First, its important to note that a decrease in the number of home sales does not mean falling prices. In January 2012 the number of home sales was actually up 20% from the year before, but home prices were down 6%. Eleven years later, even with the number of sales almost cut in half, the average sales price is still up 3% and the median is up 7%. The big difference is obvious when we look at supply and demand.
2022 was an incredibly frenzied market defined by record low supply, multiple offers and quickly rising prices. When inflation began to rise to unhealthy levels, the Fed stepped in and started raising interest rates, making house payments less affordable and therefore reducing demand. The lower demand has helped the low inventory situation, giving buyers a bit more choice, but we still find ourselves in a sellers market with just under 2 months supply.

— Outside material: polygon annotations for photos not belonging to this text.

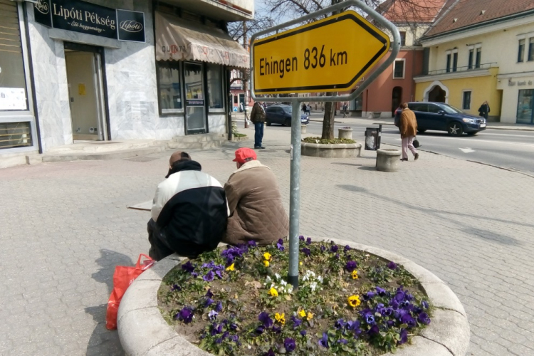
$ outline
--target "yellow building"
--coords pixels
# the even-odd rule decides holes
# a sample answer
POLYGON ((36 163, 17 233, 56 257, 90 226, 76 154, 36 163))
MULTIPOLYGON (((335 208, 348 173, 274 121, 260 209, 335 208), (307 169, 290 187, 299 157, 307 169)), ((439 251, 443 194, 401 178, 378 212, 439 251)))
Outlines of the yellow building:
POLYGON ((415 100, 475 115, 488 101, 490 121, 534 124, 534 3, 508 3, 517 5, 471 0, 444 10, 421 40, 425 74, 414 78, 415 100))

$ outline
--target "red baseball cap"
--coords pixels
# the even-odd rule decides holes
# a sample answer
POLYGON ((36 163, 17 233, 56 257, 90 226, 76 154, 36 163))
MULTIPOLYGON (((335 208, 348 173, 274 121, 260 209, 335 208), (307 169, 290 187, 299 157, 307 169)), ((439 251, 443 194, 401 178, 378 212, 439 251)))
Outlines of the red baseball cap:
POLYGON ((245 163, 247 158, 252 158, 253 159, 256 159, 256 152, 254 152, 254 150, 251 148, 241 147, 236 151, 236 158, 234 159, 234 162, 245 163))

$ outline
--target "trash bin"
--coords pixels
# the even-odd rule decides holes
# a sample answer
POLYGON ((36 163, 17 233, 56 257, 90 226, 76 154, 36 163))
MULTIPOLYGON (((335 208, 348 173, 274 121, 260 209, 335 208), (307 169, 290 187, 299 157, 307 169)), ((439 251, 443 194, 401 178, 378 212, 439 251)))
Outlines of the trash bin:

Back in January 2012, the housing inventory was about 8 months of supply. A six month supply is generally considered a balanced market. So while today we are experiencing a technical seller’s market, back then it was a buyer’s market. Both in 2012 and today, the number of homes under contract, also known as pending home sales, were on the rise. That’s typical in January as sales begin to ramp up for the always busier spring market.
So what can we learn? Supply (and demand) is driving the rising prices. Unlike 2012, the Charlotte market will begin the spring selling season in a sellers market and we can therefore expect to see prices continue to rise. Even with interest rates almost double what they were last year, buyers are still finding themselves in multiple offer situations.
Those who think they will “wait until prices fall,” may be waiting a very long time. There is an old cliche that “the best time to buy real estate was five years ago and the second best time is right now.” Our team agrees. We can help.
This week we’ll send out our monthly E-Newsletter with the stats for single family home sales in Mecklenburg County, comparing January to the previous month and same month last year. Here’s a sneak peak:
- Homes sales are down 30% from last month and 42% from last year.
- Average sales price is down 10% from last month, but up 3% from last year.
- Median sales price is is down 3% from last month, but up 7% from last year.
- Average price per square foot is down 5% from last month, but up 1% from last year.
- Sale to list price ratio is 98% which has not changed from last month, but down from 102% last year.
- Average days on market is up 10% from last month and 109% from last year.
- Pending home sales are up 25% from last month, but down 28% from last year.
- Supply is 1.9 months supply, up from 1.3 last month and 0.3 last year.
- Mortgage rates at 6.12% are down slightly from last month, but up from 3.45% last year.
- Average house payment is down 10% from last month, but up 40% from last year.